Benim merak ettiğim konu, Hürriyet soruşturmasını yürüten polis müdürünün ve bu dosyayı yargıya taşıyan savcının bu itiraftan sonra yüzlerinin kızarıp, kızarmadığı.

Polis müdürü işini dürüstçe yapmadı, yeminine sadık kalmadı, vergilerimizle ödediğimiz maaşını hak etmedi.

Aynı şekilde savcı da dürüstçe görevini yerine getirmedi, vergilerimizle ödediğimiz maaşını hak etmedi.
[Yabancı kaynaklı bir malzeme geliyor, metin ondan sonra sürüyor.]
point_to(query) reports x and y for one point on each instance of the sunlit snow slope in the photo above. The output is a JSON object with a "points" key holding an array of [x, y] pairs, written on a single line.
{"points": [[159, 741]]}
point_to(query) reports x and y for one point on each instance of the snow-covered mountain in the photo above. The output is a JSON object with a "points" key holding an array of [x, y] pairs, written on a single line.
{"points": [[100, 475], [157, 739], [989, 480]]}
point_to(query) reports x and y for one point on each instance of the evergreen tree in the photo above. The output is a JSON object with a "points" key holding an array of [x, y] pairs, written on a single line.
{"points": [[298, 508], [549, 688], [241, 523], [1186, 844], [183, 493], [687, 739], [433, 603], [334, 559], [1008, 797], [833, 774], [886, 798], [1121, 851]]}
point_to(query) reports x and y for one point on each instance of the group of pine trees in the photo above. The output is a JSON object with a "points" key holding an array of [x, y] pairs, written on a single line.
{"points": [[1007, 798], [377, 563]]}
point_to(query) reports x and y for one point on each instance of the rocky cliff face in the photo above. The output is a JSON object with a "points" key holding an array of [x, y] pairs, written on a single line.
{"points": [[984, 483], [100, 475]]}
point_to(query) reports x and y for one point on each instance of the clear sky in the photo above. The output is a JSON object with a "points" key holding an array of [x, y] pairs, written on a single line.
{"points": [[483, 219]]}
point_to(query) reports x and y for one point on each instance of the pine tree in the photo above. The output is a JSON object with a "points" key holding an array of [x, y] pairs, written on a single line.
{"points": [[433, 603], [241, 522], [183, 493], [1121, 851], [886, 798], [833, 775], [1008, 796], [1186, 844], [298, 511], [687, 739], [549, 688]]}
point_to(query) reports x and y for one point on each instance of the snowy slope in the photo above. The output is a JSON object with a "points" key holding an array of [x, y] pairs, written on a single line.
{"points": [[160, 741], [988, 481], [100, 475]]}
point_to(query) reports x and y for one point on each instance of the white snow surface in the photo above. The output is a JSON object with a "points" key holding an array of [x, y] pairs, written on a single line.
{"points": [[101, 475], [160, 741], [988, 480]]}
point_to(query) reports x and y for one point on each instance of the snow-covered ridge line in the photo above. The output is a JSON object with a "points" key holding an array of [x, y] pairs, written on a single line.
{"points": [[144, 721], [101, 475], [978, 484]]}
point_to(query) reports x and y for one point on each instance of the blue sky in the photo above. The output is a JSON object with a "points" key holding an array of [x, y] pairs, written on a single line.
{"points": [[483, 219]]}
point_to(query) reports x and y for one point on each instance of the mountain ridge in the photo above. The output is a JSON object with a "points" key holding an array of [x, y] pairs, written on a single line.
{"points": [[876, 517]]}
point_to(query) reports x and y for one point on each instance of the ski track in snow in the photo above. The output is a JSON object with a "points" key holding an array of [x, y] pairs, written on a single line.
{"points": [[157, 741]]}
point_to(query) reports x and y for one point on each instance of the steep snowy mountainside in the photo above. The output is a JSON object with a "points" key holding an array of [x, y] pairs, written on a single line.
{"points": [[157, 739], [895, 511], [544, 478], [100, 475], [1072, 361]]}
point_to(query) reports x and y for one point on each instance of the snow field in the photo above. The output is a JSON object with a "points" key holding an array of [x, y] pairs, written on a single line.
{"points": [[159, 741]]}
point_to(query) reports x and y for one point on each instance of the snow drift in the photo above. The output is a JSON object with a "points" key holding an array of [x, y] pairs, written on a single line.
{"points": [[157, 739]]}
Hepimizin gördüğünü neden göremediler? Saldırı emrini veren siyasi odak mı ellerini, kollarını, gözlerini bağladı?

Kendilerince akıl yürütüp, hükümetin bu saldırıyı zımnen onayladığını düşündükleri için mi kanunların emrettiğini yerine getirmediler?

Gerçekten merak ediyorum, o soruşturmayı yürüten savcı ve polis müdürü şimdi hangi görevdeler?

Siyaset, bulundukları yeni görevlerinde de gözlerini bağlıyor mu?

Yeni görevlerinde de mafyanın suçlarını görmezden gelmek için başlarını başka tarafa çeviriyorlar mı? Bunun karşılığında ne elde ediyorlar? Daha yüksek makam mı, daha fazla para mı?

Vicdanları rahat mı, huzur içinde çocuklarının yüzüne bakabiliyorlar mı?